If you make something with this dataset, please share- perhaps we can form an international Asshole research collective, or at least keep each other appraised of findings. And of course, reach out if you encounter any difficulties or probable errors (you can file issues on the GitHub repo)!
Lastly, please stay tuned for more releases- there are hundreds of new posts every day. The biggest asshole may still be out there.
You may want to check out a few more efforts to get at r/AmItheAsshole from a data-scientific perspective, including topic modeling, visualizing voting patterns and growth of the subreddit, and classification with deep learning. With a dataset this rich, there’s much more to be investigated, including continuing to refine these existing methods. And there’s almost certainly room to push the state of the art in asshole detection!
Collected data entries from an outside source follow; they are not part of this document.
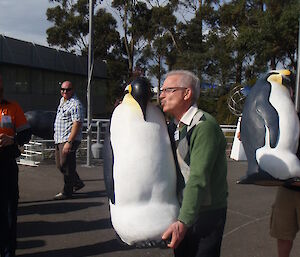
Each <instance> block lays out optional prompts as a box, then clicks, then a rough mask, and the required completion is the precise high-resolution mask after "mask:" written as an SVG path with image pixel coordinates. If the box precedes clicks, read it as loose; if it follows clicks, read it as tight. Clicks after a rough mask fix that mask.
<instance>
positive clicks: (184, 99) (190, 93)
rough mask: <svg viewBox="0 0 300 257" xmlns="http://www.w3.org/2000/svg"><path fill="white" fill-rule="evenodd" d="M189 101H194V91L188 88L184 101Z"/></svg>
mask: <svg viewBox="0 0 300 257" xmlns="http://www.w3.org/2000/svg"><path fill="white" fill-rule="evenodd" d="M189 99H192V90H191V89H190V88H187V89H186V90H185V94H184V100H189Z"/></svg>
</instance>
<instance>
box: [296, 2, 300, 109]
mask: <svg viewBox="0 0 300 257" xmlns="http://www.w3.org/2000/svg"><path fill="white" fill-rule="evenodd" d="M299 3H300V1H299ZM299 56H300V17H299V31H298V53H297V59H298V60H297V73H296V76H297V78H296V91H295V107H296V111H297V112H299V111H300V99H299V98H300V89H299V87H300V58H299Z"/></svg>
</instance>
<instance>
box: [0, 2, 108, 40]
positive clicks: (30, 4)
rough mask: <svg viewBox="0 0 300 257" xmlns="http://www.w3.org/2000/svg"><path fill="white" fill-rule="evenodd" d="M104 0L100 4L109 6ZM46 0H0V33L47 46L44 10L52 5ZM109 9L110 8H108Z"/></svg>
mask: <svg viewBox="0 0 300 257" xmlns="http://www.w3.org/2000/svg"><path fill="white" fill-rule="evenodd" d="M110 2H111V1H110V0H104V1H103V4H102V6H109V5H110ZM53 6H54V4H53V3H49V1H48V0H0V34H1V35H5V36H8V37H12V38H16V39H21V40H24V41H29V42H33V43H36V44H40V45H45V46H48V44H47V39H46V37H47V35H46V30H47V29H48V28H49V27H51V26H53V24H52V23H50V22H48V21H47V17H46V10H47V8H49V7H53ZM110 9H111V8H110Z"/></svg>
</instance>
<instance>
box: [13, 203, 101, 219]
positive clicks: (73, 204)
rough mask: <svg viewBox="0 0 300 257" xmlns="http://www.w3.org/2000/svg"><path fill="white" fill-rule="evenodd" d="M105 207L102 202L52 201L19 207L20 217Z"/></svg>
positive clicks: (20, 205) (70, 211) (18, 213)
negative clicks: (94, 207)
mask: <svg viewBox="0 0 300 257" xmlns="http://www.w3.org/2000/svg"><path fill="white" fill-rule="evenodd" d="M100 205H103V203H101V202H75V201H72V200H71V201H68V202H66V201H51V202H48V203H42V204H32V205H26V206H24V205H19V209H18V216H22V215H31V214H40V215H48V214H60V213H68V212H73V211H78V210H83V209H87V208H89V207H96V206H100Z"/></svg>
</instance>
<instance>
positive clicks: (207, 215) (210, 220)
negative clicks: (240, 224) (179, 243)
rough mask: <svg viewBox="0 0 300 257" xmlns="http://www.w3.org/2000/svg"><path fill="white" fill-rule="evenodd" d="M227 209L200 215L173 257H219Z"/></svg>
mask: <svg viewBox="0 0 300 257" xmlns="http://www.w3.org/2000/svg"><path fill="white" fill-rule="evenodd" d="M226 212H227V208H224V209H218V210H212V211H206V212H203V213H200V215H199V218H198V220H197V222H196V223H195V224H194V225H193V226H192V227H190V228H189V229H188V231H187V233H186V235H185V237H184V239H183V240H182V241H181V243H180V245H179V246H178V247H177V248H176V249H175V250H174V254H175V257H219V256H220V248H221V243H222V237H223V232H224V226H225V221H226Z"/></svg>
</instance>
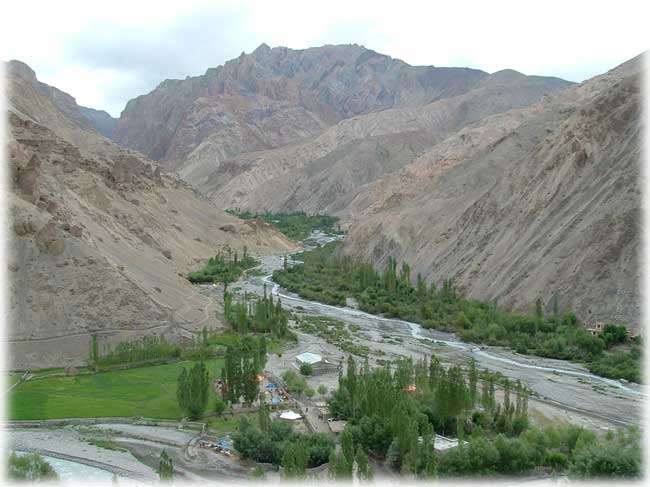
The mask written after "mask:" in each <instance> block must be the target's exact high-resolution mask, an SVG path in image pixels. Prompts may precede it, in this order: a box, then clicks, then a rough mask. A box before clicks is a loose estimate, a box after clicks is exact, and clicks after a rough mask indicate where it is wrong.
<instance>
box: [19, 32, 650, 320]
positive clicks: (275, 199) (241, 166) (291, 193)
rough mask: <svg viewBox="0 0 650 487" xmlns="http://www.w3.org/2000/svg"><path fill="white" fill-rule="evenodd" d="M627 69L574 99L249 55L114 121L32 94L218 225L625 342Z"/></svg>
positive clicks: (393, 65)
mask: <svg viewBox="0 0 650 487" xmlns="http://www.w3.org/2000/svg"><path fill="white" fill-rule="evenodd" d="M641 66H642V62H641V58H636V59H634V60H631V61H629V62H627V63H625V64H623V65H621V66H620V67H618V68H616V69H614V70H612V71H610V72H609V73H606V74H604V75H602V76H598V77H595V78H593V79H592V80H589V81H586V82H584V83H582V84H580V85H576V84H574V83H570V82H567V81H564V80H561V79H558V78H553V77H542V76H525V75H523V74H521V73H518V72H516V71H512V70H504V71H500V72H497V73H493V74H488V73H485V72H483V71H480V70H474V69H468V68H439V67H433V66H410V65H408V64H406V63H404V62H402V61H400V60H397V59H393V58H390V57H389V56H385V55H383V54H379V53H376V52H374V51H371V50H368V49H365V48H364V47H362V46H358V45H339V46H330V45H328V46H323V47H316V48H310V49H304V50H293V49H288V48H284V47H276V48H273V49H271V48H269V47H268V46H267V45H265V44H263V45H261V46H260V47H258V48H257V49H256V50H255V51H253V52H252V53H250V54H244V53H242V55H241V56H239V57H238V58H237V59H233V60H231V61H228V62H226V63H225V64H224V65H223V66H219V67H217V68H213V69H209V70H208V71H207V72H206V73H205V74H204V75H202V76H197V77H188V78H186V79H184V80H166V81H164V82H162V83H161V84H160V85H159V86H158V87H157V88H156V89H154V90H153V91H152V92H151V93H149V94H146V95H142V96H139V97H137V98H135V99H133V100H131V101H129V102H128V104H127V105H126V108H125V109H124V111H123V112H122V114H121V116H120V118H119V119H117V120H116V119H112V118H110V116H108V114H106V113H105V112H97V111H92V110H91V109H87V108H84V107H78V106H77V105H76V103H74V104H72V103H71V102H70V100H69V99H68V98H66V97H65V96H62V95H61V92H59V91H58V90H56V89H54V88H51V87H47V85H45V86H44V87H42V86H41V85H39V84H37V83H36V84H35V82H34V81H32V84H34V86H35V87H36V89H37V90H38V91H39V92H40V93H41V94H43V95H45V96H46V97H48V98H49V100H51V101H52V102H53V103H54V104H55V105H56V106H57V107H58V108H59V110H60V111H61V112H63V113H65V114H66V116H67V117H68V118H69V119H71V120H75V121H76V123H77V125H78V126H83V127H85V129H87V130H92V129H93V128H94V130H95V131H96V132H98V133H100V134H103V135H105V136H106V137H109V138H112V139H113V140H114V141H115V142H117V143H118V144H119V145H121V146H122V147H125V148H130V149H133V150H136V151H138V152H140V153H141V154H142V155H143V156H144V157H148V158H151V159H154V160H157V161H159V165H160V167H161V168H162V169H163V170H164V171H171V172H174V173H176V174H177V175H178V176H179V177H181V178H182V179H184V180H185V181H186V182H188V183H190V184H191V185H192V186H193V187H194V188H195V189H196V190H198V191H199V192H200V193H202V195H204V196H205V197H207V198H208V199H210V200H211V201H212V202H213V203H214V204H215V205H216V206H218V207H220V208H224V209H225V208H241V209H250V210H273V211H290V210H305V211H309V212H316V211H318V212H326V213H330V214H335V215H338V216H340V217H342V219H343V221H344V222H345V223H346V224H349V226H350V235H349V236H348V238H346V241H345V245H344V249H343V251H344V252H346V253H349V254H350V255H355V256H363V257H366V258H370V259H372V260H373V261H374V262H375V263H376V264H377V265H378V266H382V265H383V263H384V262H385V261H386V259H387V257H388V256H389V255H390V256H395V257H397V258H398V259H407V260H408V261H409V262H411V264H412V266H413V267H414V270H415V272H414V274H415V273H417V272H421V273H422V274H423V276H425V277H426V278H429V279H435V280H437V281H439V280H441V279H444V278H447V277H450V278H453V279H454V280H455V281H456V282H457V284H458V285H460V286H461V287H462V289H463V290H464V291H465V293H466V294H467V295H469V296H471V297H476V298H480V299H485V300H493V299H497V300H499V302H501V303H503V304H506V305H509V306H513V307H515V308H517V309H521V310H530V309H531V307H532V305H533V303H534V302H535V300H536V299H537V298H541V299H542V300H543V301H544V303H545V304H546V305H547V307H548V306H550V302H551V299H552V296H554V295H557V296H558V298H559V302H560V306H561V309H563V310H574V311H576V312H577V313H578V315H579V317H580V318H581V319H582V320H584V321H586V322H594V321H613V322H617V323H623V324H627V325H629V326H631V327H638V323H639V317H640V297H639V282H638V278H639V257H638V250H639V243H640V233H639V218H640V216H639V215H640V195H639V194H640V189H639V157H640V146H641V139H640V123H641V122H640V94H639V90H640V88H639V83H640V81H639V80H640V77H641V71H642V68H641ZM24 77H25V78H29V76H24ZM34 79H35V78H34ZM64 95H65V94H64ZM70 98H71V97H70ZM72 102H74V100H73V99H72Z"/></svg>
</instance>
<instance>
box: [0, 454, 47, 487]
mask: <svg viewBox="0 0 650 487" xmlns="http://www.w3.org/2000/svg"><path fill="white" fill-rule="evenodd" d="M8 470H9V478H10V479H12V480H20V481H27V482H34V481H43V480H58V479H59V476H58V475H57V474H56V472H55V471H54V469H53V468H52V466H51V465H50V464H49V463H47V461H45V459H44V458H43V457H42V456H41V455H39V454H37V453H30V454H28V455H18V454H17V453H15V452H11V454H10V455H9V468H8Z"/></svg>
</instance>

If you're interested in learning more about using Reddit data, check out pushshift.io, a database that contains basically all of Reddit's content (so why make this dataset? I wanted to remove some of the barriers to analyzing text from r/AmItheAsshole by providing an already-processed and cleaned version of the data that can be downloaded with a line of code; pushshift takes some work). You might use pushshift's API and/or praw to augment this dataset in some way- perhaps to compare activity in this subreddit with another, or broader patterns on Reddit.